Embeddings & RAG

NobodyWho provides Encoder and CrossEncoder classes for building retrieval-augmented generation (RAG) pipelines entirely on-device.

Embeddings

An Encoder converts text into a numerical vector (embedding) that captures its semantic meaning. Texts with similar meanings will have similar embeddings.

import NobodyWho

let encoder = try await Encoder.fromPath(modelPath: "/path/to/embeddings.gguf", contextSize: 512, useGpu: true)

let embedding1 = try await encoder.encode("The cat sat on the mat")
let embedding2 = try await encoder.encode("A feline rested on the rug")
let embedding3 = try await encoder.encode("The stock market crashed today")

let similar = cosineSimilarity(a: embedding1, b: embedding2)    // High similarity
let different = cosineSimilarity(a: embedding1, b: embedding3)  // Low similarity

You can also create an encoder from an already-loaded model:

let model = try await Model.load(modelPath: "/path/to/embeddings.gguf", useGpu: true)
let encoder = Encoder(model: model, contextSize: 512)

Cross-Encoder for reranking

A CrossEncoder takes a query and a list of documents and scores each document by its relevance to the query. Unlike embeddings (which are computed independently), a cross-encoder processes the query and document together, giving more accurate relevance scores.
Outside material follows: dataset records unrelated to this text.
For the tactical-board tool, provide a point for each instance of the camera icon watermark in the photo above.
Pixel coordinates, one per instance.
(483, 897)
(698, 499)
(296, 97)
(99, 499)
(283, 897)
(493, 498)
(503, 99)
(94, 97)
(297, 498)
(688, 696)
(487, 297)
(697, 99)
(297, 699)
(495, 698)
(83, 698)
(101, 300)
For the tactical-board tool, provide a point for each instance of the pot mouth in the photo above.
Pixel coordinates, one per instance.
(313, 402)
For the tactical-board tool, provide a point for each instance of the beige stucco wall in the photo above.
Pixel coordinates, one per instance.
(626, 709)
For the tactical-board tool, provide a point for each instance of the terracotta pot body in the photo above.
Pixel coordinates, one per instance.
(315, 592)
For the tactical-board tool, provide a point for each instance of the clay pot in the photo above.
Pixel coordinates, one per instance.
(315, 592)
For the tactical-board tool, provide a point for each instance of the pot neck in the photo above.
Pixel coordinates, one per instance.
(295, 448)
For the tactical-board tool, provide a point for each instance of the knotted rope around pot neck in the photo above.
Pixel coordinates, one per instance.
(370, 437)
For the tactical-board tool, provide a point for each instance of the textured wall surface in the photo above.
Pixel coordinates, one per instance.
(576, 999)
let crossEncoder = try await CrossEncoder.fromPath(modelPath: "/path/to/reranker.gguf", contextSize: 512, useGpu: true)

let query = "How do I reset my password?"
let documents = [
    "Click 'Forgot Password' on the login page.",
    "Our company was founded in 2020.",
    "Contact support for account recovery.",
    "The weather is sunny today.",
]

// Get raw similarity scores
let scores = try await crossEncoder.rank(query: query, documents: documents)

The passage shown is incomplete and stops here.